Caño Valderrama comentó que también hay que entender que la mayor parte de los padres no solicitan estos servicios, por lo que siempre cuentan con que uno de los progenitores muestra cierto rechazo y numerosas reticencias a  la hora de utilizar este servicio.

Los menores

Este programa es utilizado por una gran variedad de perfiles de familias, progenitores con estudios, con alto o bajo poder adquisitivo, de cualquier religión y estatus social.
Los menores cuentan desde meses de vida hasta los quince años, aunque la mayor parte de los niños de este servicio tienen entre siete y ocho años.
Caño Valderrama y Ramón Pérez comentaron a El Faro que hace unos años tuvieron el caso de una visita en la que el menor tenía a penas unos meses. Así, se indicó que el mayor temor de la familia que tiene la custodia es que la otra parte no sepa cuidar bien del pequeño, por lo que al principio, se hace un periodo de adaptación para que se acostumbre el bebé al padre no custodio y se compruebe que puede, por ejemplo, cambiar un pañal o darle de comer correctamente.  
Con este tipo de casos, las visitas son de unos minutos al principio antes de aplicar el sistema determinado por el juez en la sentencia.  
“Lo que se mira es que el menor esté bien”, indicó Caño Valderrama.
También se han encontrado con menores que no querían hacer la visita y con los que no se ha podido intervernir, aunque esta casuística ha sido poco frecuente.
Por otro lado, comentaron que hay pocos adolescentes utilizando este programa porque si tiene mucha negativa, el juez no los incluye en el régimen de visita. Por ejemplo, hace un tiempo contaron con una familia de la que sólo se hacían las recogidas y entregas del hermano menor, ya que el mayor se negaba a ir con su progenitor.
En los menores que más se muestra rechazo son los que perdieron el contacto con el progenitor durante mucho tiempo y han vivido el drama de la separación, aunque también influye la relación de los padres.
Las profesionales de este programa dan unas pautas a las familias sobre lo que tienen o no que hacer con los niños para facilitar que el régimen de visita se cumpla con normalidad, aunque no siempre encuentran la disponibilidad de las dos partes para hacer esto correctamente.

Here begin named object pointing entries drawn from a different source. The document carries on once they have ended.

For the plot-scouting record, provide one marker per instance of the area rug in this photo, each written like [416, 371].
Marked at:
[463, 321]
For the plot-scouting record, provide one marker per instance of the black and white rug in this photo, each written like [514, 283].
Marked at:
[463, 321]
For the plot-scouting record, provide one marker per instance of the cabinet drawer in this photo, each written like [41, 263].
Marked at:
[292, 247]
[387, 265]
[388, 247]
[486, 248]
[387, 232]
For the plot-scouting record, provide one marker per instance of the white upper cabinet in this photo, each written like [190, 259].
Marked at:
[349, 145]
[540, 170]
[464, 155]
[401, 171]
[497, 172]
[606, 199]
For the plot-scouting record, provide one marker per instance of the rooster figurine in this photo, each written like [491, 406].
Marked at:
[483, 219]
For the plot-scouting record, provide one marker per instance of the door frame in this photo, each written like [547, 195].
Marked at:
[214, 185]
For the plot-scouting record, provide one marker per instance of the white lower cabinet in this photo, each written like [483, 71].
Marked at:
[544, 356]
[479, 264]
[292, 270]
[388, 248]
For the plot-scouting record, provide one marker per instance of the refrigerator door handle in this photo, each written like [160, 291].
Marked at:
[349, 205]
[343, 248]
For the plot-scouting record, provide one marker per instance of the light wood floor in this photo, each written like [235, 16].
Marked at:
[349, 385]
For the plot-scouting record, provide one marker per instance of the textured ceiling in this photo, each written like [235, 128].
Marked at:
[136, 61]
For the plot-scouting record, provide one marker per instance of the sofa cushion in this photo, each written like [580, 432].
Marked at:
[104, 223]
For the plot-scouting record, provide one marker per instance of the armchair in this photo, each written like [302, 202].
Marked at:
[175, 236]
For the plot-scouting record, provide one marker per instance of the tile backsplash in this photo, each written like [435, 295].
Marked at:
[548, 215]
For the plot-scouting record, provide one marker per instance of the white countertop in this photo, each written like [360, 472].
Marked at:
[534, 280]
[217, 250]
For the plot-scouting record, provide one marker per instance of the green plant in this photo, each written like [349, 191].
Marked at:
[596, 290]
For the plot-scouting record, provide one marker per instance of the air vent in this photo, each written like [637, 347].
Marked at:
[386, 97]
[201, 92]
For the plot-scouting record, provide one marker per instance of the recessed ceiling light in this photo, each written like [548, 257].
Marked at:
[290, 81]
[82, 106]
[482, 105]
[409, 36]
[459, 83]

“Es muy importante la colaboración de los padres y que asuman que los menores necesitan contactar con las dos partes”, señaló Caño Valderrama, añadiendo que “ellos rompen su relación, pero esos niños deben seguir teniendo comunicación con la otra familia”.

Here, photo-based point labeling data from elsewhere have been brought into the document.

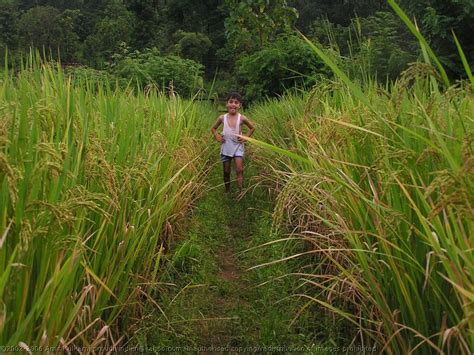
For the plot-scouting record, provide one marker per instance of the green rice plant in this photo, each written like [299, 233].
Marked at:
[385, 204]
[93, 179]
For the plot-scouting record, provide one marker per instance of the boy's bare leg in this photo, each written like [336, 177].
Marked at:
[226, 165]
[239, 170]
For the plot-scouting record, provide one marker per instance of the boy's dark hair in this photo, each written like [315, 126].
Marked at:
[234, 95]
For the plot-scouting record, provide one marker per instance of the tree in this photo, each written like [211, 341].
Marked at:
[8, 26]
[437, 19]
[284, 64]
[257, 22]
[192, 45]
[41, 27]
[116, 26]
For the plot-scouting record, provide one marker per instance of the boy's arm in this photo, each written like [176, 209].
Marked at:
[214, 128]
[250, 126]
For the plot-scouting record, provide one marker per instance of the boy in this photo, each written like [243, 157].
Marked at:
[231, 138]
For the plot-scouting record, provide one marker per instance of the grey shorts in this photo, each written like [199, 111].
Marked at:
[225, 158]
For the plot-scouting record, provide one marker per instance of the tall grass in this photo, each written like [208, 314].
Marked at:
[382, 191]
[92, 179]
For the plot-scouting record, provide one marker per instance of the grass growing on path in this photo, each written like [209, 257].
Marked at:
[213, 299]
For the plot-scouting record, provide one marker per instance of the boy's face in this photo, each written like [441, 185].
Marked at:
[232, 105]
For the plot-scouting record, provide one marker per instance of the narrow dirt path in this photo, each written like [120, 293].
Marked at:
[210, 299]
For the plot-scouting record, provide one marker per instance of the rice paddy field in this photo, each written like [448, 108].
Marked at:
[373, 183]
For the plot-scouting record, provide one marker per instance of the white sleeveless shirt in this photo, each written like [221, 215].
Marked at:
[232, 147]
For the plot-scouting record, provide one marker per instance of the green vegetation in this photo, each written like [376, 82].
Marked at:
[382, 188]
[220, 37]
[355, 228]
[92, 181]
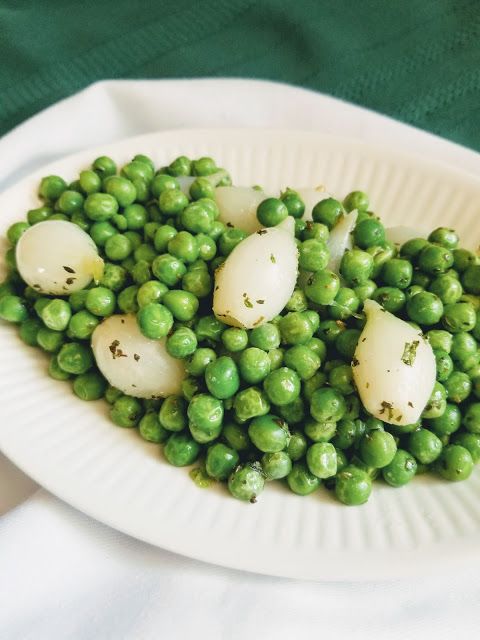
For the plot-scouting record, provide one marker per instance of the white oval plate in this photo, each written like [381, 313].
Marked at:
[72, 449]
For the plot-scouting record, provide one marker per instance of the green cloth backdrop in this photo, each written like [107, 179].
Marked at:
[415, 60]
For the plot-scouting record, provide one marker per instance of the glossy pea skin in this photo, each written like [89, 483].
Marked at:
[265, 337]
[327, 212]
[173, 413]
[221, 461]
[205, 414]
[401, 469]
[425, 308]
[90, 386]
[377, 448]
[455, 463]
[276, 465]
[356, 267]
[327, 405]
[246, 483]
[222, 378]
[126, 412]
[181, 449]
[75, 358]
[301, 481]
[458, 386]
[460, 316]
[369, 233]
[353, 486]
[322, 287]
[182, 343]
[425, 445]
[249, 403]
[282, 386]
[322, 460]
[435, 259]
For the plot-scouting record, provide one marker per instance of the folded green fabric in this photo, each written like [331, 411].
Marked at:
[415, 60]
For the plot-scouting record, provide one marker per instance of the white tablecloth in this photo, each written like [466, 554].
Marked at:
[64, 575]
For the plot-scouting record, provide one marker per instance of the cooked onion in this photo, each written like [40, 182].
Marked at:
[134, 364]
[58, 257]
[393, 367]
[257, 279]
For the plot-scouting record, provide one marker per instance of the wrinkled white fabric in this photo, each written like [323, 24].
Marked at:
[64, 575]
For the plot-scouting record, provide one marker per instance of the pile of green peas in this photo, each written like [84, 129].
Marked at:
[277, 402]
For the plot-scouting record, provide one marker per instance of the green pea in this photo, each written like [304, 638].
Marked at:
[448, 422]
[197, 217]
[302, 360]
[104, 166]
[181, 450]
[455, 463]
[100, 207]
[265, 337]
[444, 364]
[348, 433]
[28, 331]
[235, 339]
[221, 377]
[462, 259]
[353, 486]
[236, 436]
[400, 470]
[356, 267]
[205, 414]
[295, 328]
[89, 386]
[221, 461]
[154, 320]
[327, 212]
[301, 481]
[15, 231]
[322, 287]
[315, 231]
[345, 304]
[181, 343]
[127, 299]
[75, 358]
[268, 433]
[459, 316]
[182, 304]
[458, 386]
[249, 403]
[151, 430]
[425, 308]
[282, 386]
[447, 288]
[327, 405]
[50, 340]
[471, 418]
[295, 205]
[173, 413]
[13, 309]
[168, 269]
[229, 240]
[55, 372]
[276, 465]
[377, 448]
[471, 442]
[51, 187]
[82, 324]
[70, 202]
[369, 233]
[38, 215]
[246, 483]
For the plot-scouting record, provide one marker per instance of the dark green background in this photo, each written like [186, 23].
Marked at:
[416, 60]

También se encuentran con los casos de padres que están en el régimen de visitas tuteladas o de permanencia y que no pueden llevarse a sus hijos a ver a sus abuelos y el resto de la familia, ya que es un servicio exclusivo para la persona que tiene derecho a la visita y que está establecido en la sentencia del juez. No pueden entrar ni hijos de otro matrimonio, ni hermanos o abuelos.  
Por otro lado, indicaron que sí que hay abuelos que realizan las visitas en este centro, pero eso se debe a que son ellos los que están incluidos en la sentencia del juzgado.

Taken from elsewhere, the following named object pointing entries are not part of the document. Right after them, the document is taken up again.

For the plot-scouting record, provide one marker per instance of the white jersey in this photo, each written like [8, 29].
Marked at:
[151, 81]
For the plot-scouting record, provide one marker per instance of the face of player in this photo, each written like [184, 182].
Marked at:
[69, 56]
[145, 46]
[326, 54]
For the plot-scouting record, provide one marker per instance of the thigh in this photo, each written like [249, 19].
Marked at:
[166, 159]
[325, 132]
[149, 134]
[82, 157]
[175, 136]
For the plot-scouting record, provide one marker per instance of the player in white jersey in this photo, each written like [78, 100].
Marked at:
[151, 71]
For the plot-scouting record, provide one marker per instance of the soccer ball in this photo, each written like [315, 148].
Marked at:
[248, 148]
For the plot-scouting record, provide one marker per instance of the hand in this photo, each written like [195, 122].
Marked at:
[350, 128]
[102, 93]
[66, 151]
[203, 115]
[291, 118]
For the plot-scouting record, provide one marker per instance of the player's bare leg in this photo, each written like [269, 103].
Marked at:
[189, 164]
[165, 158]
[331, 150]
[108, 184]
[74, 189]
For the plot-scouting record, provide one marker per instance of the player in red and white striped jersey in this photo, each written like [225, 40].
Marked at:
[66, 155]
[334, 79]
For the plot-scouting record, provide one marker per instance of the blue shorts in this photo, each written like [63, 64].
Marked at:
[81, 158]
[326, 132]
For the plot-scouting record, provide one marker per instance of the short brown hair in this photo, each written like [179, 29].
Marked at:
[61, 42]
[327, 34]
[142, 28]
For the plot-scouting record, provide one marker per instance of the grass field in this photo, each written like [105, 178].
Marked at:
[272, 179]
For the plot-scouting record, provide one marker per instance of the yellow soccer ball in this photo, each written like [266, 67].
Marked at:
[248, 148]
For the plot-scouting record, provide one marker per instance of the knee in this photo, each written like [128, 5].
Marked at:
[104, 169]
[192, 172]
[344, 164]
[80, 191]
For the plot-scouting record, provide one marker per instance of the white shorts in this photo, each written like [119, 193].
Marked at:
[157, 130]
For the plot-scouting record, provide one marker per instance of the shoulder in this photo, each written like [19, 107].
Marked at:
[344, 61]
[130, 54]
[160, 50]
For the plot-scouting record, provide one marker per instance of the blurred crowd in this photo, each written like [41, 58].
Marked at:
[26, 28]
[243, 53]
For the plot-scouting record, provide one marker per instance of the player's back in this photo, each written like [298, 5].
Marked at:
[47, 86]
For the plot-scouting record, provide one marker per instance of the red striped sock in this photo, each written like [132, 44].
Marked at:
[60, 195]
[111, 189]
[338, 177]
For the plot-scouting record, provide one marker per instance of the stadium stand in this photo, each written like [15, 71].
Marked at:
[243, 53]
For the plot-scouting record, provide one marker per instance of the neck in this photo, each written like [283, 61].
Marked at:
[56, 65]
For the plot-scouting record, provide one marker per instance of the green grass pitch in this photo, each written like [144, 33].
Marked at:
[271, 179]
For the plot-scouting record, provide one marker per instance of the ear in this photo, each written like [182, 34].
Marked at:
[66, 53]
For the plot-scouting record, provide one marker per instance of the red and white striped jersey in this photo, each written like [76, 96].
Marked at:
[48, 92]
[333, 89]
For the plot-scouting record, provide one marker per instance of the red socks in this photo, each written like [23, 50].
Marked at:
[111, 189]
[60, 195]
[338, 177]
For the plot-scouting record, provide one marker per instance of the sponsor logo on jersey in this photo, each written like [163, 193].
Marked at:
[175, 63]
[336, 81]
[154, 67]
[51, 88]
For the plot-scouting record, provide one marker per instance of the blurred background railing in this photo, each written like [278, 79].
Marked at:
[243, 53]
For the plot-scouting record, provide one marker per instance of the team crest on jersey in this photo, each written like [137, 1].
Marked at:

Un espacio que se queda pequeño

El centro del punto de encuentro y mediación familiar cuenta tan sólo con un despacho que comparten las cuatro profesionales, dos salitas y un cuarto de baño, por lo que se queda pequeño, sobre todo, los domingos.
El punto de encuentro estaba antes en el Mantelete, en una oficina diáfana donde no había intimidad para las familias y, en este sentido, se ha mejorado mucho según indicaron las técnicos de este servicio, pero sigue siendo pequeño para las familias en el fin de semana, ya que se juntan muchos niños y sus maletas. Como cada juzgado establece un horario se encuentran con muchas familias que coinciden a la hora de utilizar este espacio. Además, sería conveniente tener una puerta de entrada y otra de salida para evitar que por diferentes circunstancias, los progenitores se encuentren.